Often CEO’s and other leaders are in their role because they were/are experts in that field. This was true in my case as CEO for my companies. As a result, I thought that if I did not answer every question fired at me I would not be viewed as the expert I was. I thought my team would lose confidence in me. I feared that if I declined to answer these questions, my team would head in the wrong direction and I would be to blame. Was I ever wrong!
Interestingly enough, the less time you spend answering questions, and the more time you spend guiding and creating the path to where the company is headed, the better! If we leaders can articulate and share where we are headed, the team (who are experts in their roles) can often make great decisions everyday! Our teams are composed of smart people. Smart EXPERTS in their roles. When we supply them with the framework of where we are headed, with achievable goals and long-term vision, they can make these daily decisions more independently. This is how we build confidence in the entire company.
When I was CEO of my first company, my business coach observed that I was answering way too many questions. He warned me that as the company scaled, this time spent answering questions would be a huge barrier to growth. To ensure this didn’t happen, I took my coaches advice and worked with the leadership team to ensure we were clear on our BHAG, 3HAG, 1HAG and 90 day priorities. I also implemented one of my coaches other strategies: every time myself and my leadership team received a question, we responded with the question “What do YOU recommend?”

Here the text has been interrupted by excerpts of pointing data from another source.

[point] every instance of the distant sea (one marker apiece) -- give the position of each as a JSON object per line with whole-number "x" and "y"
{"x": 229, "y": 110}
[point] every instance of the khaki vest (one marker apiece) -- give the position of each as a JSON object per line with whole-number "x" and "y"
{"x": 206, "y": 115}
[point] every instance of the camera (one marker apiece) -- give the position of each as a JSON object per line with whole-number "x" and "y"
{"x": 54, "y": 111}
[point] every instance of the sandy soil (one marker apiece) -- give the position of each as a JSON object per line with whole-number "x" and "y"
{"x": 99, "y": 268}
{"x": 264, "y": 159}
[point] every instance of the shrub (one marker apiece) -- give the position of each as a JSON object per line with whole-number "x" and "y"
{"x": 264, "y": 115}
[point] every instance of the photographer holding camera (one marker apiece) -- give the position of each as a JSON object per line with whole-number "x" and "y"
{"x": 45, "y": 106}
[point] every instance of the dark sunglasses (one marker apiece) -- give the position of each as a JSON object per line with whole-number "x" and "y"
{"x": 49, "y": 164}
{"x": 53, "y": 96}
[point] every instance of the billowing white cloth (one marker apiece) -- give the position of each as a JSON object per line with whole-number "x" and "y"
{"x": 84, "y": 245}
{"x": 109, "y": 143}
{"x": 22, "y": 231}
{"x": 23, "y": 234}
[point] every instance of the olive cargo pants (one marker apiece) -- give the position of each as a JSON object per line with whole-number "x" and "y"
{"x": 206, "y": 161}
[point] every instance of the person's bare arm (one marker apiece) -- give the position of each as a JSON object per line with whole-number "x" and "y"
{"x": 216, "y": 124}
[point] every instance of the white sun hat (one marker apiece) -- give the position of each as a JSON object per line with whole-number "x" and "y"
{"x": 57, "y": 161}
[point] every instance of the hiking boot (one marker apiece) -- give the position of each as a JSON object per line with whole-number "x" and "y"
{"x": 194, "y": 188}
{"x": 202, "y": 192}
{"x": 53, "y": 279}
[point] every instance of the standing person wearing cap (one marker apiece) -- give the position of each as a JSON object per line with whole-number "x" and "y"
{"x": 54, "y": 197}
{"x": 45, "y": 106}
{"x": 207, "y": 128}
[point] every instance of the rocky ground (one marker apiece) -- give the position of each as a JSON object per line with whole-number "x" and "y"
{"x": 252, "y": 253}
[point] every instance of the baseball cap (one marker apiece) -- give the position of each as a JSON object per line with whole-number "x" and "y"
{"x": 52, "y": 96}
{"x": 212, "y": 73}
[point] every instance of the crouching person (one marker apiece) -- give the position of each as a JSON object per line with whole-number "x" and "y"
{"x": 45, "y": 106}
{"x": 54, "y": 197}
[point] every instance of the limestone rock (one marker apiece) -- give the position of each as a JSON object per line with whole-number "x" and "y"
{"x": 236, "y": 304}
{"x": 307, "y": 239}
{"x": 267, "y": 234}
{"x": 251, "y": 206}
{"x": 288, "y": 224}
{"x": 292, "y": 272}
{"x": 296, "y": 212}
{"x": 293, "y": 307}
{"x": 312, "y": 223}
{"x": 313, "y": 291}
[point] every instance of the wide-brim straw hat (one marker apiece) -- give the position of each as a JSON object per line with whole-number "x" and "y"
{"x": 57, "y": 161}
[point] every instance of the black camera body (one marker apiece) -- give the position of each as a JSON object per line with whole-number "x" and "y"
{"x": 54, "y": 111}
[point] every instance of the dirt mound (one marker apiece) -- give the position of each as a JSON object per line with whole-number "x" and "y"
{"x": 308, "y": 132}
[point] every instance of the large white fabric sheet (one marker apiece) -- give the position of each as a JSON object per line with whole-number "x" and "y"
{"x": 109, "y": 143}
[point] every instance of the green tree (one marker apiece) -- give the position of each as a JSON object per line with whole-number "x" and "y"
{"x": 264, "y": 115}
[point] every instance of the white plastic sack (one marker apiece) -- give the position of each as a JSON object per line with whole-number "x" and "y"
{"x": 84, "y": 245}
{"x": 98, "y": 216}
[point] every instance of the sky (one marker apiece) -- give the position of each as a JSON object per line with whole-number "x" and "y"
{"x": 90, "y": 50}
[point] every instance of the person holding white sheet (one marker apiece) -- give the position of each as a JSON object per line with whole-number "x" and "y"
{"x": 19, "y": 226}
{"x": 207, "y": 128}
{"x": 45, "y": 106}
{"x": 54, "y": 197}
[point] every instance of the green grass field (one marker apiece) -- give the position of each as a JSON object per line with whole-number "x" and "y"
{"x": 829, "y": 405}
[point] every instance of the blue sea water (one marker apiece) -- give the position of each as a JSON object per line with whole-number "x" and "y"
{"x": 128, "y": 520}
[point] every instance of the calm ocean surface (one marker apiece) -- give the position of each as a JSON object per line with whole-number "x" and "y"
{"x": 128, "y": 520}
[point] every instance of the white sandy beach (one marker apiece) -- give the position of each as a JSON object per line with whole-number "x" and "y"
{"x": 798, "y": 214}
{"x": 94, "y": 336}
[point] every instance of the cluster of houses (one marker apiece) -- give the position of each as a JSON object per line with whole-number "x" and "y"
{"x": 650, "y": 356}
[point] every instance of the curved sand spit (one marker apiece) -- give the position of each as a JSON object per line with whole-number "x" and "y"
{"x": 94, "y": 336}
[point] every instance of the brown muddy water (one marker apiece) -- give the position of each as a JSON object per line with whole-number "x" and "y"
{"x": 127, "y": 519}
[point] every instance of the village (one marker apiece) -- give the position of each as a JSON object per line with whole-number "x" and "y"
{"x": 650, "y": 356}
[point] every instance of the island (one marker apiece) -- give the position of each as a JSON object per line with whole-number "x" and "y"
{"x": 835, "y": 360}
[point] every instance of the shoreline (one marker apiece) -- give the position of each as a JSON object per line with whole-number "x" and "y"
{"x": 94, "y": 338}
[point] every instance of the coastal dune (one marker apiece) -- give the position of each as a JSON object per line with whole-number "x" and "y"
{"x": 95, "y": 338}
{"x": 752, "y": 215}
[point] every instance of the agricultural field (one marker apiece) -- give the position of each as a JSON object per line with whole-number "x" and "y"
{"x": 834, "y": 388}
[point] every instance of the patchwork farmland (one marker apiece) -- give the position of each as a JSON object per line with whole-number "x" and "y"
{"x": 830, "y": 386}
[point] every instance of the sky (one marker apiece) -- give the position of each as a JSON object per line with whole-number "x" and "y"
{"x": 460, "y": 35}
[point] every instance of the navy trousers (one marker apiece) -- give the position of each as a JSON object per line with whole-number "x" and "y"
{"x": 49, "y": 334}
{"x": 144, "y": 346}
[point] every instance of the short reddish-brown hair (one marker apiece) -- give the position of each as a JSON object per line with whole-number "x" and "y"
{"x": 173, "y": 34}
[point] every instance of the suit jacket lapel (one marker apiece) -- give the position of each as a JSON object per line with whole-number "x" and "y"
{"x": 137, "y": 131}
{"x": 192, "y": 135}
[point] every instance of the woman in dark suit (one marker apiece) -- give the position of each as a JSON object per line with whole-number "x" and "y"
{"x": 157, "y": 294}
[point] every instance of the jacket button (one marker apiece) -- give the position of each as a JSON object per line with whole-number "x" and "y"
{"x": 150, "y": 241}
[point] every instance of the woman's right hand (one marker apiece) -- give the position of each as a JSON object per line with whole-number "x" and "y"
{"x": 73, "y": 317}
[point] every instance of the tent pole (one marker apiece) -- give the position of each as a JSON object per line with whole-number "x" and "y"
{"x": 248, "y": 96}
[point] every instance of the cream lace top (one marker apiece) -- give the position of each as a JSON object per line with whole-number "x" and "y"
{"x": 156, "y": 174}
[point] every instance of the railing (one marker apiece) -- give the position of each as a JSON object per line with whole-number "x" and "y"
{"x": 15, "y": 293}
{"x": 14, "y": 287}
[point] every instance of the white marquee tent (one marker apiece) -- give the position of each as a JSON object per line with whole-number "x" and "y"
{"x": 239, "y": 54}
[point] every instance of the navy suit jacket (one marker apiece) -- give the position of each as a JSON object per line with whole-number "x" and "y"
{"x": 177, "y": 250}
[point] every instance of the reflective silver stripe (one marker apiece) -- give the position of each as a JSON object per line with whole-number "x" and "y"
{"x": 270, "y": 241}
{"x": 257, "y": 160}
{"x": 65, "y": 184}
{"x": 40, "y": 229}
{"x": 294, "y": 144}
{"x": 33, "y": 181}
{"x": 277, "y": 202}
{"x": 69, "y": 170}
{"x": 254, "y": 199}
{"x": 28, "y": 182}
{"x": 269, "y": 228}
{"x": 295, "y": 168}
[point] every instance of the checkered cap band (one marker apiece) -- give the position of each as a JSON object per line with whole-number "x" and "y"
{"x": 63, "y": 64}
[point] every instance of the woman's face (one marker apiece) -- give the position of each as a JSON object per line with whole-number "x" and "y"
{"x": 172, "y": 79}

We started doing this immediately, and WOW – What a difference! Not only did team members share what they recommended, but they were explaining other options and reasoning to why they were recommending particular solutions. The results were amazing. This method of problem solving saved time, empowered the team, and opened the minds of the leaders of our company to new [and sometimes better] answers!
This approach does however take discipline. As leaders, we are wired to answer questions. I would keep a tally at the top of my notebook each day and week. One side was number of questions I answered and the other side was how many times I said “what do you recommend?”. Having this in front of me at every meeting kept me in check. Keeping score was a way to understand, for myself and the rest of my leaders, if we were changing our habits. After some time, the teams behaviour also changed. They knew not to ask questions, but instead come prepared with a recommendation and the options considered.
Above I mentioned that this happened in my first company, and thankfully that is where it ended. By the time I got to co-founding and leading my second company, I had trained myself and my leaders to approach team questions in this way. This is one of the reason Subserveo was grown and sold in less that 3.5 years. We had a clear BHAG, 3HAG, 1HAG and 90 day plans from day 1 and we spent our time as leaders ensuring there was clarity with the team so they new what to recommend to move us forward! So simple but yet so powerful.
I hope you can learn from my experience and take on the “WHAT DO YOU RECOMMEND” challenge. As a leader, share with clarity where you are going and ask your team for recommendations on how to get there! You might be amazed at what happens as a result.